She'd have loved the acquaintance I stayed with for three weeks (in the Bronx), before I got my own place.
I'd known him in high school, and he seemed normal -- nice/smart guy, sociable, white-collar management-type job. He offered to let me stay on his couch until I found a place.

But I'd never seen his apartment, and -- Oh. My. God.

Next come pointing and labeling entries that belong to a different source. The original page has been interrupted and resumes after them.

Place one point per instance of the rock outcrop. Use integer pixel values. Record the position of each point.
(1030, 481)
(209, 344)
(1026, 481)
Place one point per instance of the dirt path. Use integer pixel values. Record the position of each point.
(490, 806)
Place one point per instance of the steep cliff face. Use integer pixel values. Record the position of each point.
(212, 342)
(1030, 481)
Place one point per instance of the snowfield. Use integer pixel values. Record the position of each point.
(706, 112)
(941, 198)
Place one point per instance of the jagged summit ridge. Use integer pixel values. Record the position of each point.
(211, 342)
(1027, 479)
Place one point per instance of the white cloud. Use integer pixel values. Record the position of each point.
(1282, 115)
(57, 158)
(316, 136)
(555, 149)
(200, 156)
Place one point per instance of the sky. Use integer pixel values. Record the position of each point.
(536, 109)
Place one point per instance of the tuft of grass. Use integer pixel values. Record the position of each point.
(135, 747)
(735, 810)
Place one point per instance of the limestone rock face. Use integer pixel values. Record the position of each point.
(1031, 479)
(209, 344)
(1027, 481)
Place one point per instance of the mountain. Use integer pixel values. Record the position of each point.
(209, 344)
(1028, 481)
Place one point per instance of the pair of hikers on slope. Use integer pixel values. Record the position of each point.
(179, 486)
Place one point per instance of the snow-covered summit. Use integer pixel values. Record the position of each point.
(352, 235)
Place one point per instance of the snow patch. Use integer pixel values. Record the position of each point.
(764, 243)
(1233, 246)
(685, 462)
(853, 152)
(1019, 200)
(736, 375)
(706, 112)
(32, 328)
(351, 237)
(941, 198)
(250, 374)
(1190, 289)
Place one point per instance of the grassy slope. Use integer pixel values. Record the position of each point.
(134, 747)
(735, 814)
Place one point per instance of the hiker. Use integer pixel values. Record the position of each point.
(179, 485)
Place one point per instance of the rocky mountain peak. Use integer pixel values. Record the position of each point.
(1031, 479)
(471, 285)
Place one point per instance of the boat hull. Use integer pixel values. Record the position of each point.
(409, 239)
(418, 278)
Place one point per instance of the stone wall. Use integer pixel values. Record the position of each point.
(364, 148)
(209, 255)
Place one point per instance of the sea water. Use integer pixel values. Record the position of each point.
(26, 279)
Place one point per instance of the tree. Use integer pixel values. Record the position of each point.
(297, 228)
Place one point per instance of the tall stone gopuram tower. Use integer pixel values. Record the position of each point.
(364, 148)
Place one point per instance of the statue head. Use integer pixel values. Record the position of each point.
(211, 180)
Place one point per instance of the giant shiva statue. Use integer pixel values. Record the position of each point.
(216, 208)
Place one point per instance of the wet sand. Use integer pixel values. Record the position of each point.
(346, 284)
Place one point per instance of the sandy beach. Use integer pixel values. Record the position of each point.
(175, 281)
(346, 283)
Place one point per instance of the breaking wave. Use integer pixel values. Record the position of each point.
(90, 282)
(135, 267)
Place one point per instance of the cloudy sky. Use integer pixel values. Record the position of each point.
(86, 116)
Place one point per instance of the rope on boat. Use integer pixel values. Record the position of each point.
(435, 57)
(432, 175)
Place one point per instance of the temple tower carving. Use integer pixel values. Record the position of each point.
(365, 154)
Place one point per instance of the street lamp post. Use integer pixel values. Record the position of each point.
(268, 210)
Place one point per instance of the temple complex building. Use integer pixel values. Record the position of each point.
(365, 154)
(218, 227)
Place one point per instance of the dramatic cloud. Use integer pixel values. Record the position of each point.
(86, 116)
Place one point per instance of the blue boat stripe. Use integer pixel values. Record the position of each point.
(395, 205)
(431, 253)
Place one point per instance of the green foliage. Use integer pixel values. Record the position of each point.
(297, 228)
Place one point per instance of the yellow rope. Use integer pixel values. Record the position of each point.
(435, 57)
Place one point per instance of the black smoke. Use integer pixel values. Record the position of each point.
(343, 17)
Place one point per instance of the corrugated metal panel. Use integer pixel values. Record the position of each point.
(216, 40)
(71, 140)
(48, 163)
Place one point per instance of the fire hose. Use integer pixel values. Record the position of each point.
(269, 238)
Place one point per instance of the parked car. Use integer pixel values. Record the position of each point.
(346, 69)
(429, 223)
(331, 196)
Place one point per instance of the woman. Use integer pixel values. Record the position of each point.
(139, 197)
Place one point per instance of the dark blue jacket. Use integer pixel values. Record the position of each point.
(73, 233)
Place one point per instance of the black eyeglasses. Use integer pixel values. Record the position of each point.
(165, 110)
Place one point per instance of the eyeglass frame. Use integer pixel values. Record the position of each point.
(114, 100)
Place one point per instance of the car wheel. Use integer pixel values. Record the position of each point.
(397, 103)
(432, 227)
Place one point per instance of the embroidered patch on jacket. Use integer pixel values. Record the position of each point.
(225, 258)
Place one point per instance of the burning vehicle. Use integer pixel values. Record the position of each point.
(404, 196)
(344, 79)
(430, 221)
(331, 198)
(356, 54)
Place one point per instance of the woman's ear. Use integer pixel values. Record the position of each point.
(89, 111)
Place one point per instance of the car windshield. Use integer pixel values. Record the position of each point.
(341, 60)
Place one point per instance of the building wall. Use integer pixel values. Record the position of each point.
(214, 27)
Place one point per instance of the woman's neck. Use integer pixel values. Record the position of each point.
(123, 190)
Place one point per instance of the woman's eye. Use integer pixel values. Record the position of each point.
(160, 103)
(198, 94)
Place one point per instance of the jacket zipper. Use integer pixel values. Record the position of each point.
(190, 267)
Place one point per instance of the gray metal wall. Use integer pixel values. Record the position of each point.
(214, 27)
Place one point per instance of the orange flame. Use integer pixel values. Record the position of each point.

The building was fine, but his place was Roach City:
He didn't clean at all, and his idea of "trash disposal" was chucking food debris into a big, open, leaking cardboard box in the kitchen, then dumping it once a week. The stove and kitchen walls had a coating of past meals, and he left food wrappers and take-out containers shoved under furniture, cushions, etc.
As a result, the place smelled like a dump, and roaches hopped out of the couch and rug; ran out of the intercom box whenever it buzzed; ran from under the phone when it rang; and crept inside picture frames, appliances, wall/alarm clocks, up the curtains ... _everything_.
If you sat still -- anywhere -- you'd sense (and see) the scuttling of bugs in every corner. And you can imagine what happened when you flicked on the kitchen or bathroom light.

To preserve my sanity, I sought-and-destroyed all of the garbage, then mega-cleaned and sprayed (which he thought was amusing). It didn't work, since the bugs ran the joint.
WORSE: When I'd spray, dozens and dozens of frantic, previously-invisible roaches would fall from everyplace, onto me, furniture, you name it.

I had no other temp-housing options -- but to avoid this nightmare, I stayed as late as possible at work, or _anywhere_, and my apartment search became totally manic.
(I also became seriously sleep-deprived and jumpy: Roaches would land on me even when I sealed myself into a sleeping bag and liner. To totally avoid roaches, I'd have had to tape myself into a few big Hefty bags, then suffocate.)

The limit was the day I was walking to the subway, pulled out my wallet -- and two roaches fell out as I did so, with another roach clinging to the wallet.
The next day, I took the first acceptable apartment I found. And before I moved in, I bombed, washed, boiled, disinfected and aired out everything I'd moved from that Bronx hellhole.